Sunayana Suresh of The Times of India wrote that "For a film that is three hours long, one does not get tired with narrative's pace and stays with the story till the end. Watch this film if you like multi-starrers that provide commercial entertainment, while not bowing down to being just mindless fun". Shashiprasad SM of Deccan Chronicle wrote "Chowka’ (means four) characters have accepted to live with it.
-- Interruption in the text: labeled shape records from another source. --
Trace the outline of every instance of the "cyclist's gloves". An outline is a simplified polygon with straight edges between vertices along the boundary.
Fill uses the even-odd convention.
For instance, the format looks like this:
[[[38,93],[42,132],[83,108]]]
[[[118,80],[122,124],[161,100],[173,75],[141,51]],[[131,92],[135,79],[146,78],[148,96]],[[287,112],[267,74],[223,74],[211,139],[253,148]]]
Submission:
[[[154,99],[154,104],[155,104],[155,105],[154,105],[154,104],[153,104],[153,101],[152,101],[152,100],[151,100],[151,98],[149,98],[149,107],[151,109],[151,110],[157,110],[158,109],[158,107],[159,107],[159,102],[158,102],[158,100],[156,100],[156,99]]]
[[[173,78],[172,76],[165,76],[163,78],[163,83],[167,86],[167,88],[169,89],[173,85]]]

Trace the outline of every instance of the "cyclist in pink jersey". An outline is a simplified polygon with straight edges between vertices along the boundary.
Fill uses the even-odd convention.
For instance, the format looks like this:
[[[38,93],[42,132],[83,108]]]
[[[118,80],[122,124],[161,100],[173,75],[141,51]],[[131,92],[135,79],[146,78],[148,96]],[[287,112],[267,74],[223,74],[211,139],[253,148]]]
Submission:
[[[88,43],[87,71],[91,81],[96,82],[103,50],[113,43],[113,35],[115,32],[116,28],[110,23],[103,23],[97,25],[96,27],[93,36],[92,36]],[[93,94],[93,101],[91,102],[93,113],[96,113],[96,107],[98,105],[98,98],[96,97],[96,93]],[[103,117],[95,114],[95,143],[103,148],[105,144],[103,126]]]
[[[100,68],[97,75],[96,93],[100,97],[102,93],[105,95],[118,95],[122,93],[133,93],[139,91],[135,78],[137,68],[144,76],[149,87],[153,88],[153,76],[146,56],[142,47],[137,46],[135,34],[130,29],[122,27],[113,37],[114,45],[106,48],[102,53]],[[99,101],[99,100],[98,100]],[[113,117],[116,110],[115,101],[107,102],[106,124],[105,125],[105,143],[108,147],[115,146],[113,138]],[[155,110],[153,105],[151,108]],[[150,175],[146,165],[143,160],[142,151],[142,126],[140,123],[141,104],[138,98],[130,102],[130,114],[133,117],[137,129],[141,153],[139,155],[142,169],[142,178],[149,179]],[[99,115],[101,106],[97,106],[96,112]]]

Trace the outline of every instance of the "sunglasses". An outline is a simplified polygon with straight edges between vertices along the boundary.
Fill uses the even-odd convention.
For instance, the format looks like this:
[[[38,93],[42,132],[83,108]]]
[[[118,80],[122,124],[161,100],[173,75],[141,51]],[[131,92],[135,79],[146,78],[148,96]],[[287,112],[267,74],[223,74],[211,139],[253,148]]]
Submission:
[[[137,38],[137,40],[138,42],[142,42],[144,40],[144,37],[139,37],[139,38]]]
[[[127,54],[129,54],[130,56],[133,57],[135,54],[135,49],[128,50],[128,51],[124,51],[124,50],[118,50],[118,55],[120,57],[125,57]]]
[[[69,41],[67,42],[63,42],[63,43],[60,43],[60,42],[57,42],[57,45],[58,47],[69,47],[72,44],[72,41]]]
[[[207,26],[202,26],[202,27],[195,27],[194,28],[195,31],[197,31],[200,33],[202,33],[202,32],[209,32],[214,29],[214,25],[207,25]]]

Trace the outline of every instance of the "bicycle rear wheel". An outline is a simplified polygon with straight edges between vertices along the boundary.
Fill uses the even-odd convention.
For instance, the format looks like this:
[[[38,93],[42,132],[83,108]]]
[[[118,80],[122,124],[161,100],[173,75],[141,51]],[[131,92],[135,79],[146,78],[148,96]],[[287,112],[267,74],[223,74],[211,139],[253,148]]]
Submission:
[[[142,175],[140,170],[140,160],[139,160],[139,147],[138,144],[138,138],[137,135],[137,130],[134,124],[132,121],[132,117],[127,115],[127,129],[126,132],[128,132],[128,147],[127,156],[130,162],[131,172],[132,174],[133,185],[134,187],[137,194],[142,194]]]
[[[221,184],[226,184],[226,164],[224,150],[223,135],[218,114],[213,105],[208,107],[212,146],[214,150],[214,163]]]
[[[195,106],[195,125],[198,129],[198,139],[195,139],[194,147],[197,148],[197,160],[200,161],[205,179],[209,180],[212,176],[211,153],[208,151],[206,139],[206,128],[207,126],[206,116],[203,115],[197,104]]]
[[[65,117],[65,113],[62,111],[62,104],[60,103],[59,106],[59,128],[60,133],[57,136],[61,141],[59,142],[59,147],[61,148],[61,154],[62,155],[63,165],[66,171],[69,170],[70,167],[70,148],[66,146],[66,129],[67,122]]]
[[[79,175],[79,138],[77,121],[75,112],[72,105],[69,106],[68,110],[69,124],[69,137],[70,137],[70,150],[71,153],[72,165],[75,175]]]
In between, the repetition of a dialogue which is an advertisement for a consumer brand is another low point. Then, a great escape from jail hogs the rest of the journey. An innocent school master serving jail, a sole friend linked to all the four is ‘unbelievable’. An average in the end, ‘Chowka’ is a highly diluted spirit with hardly any kick in it. May be a paisa vasool for the brand associated with it".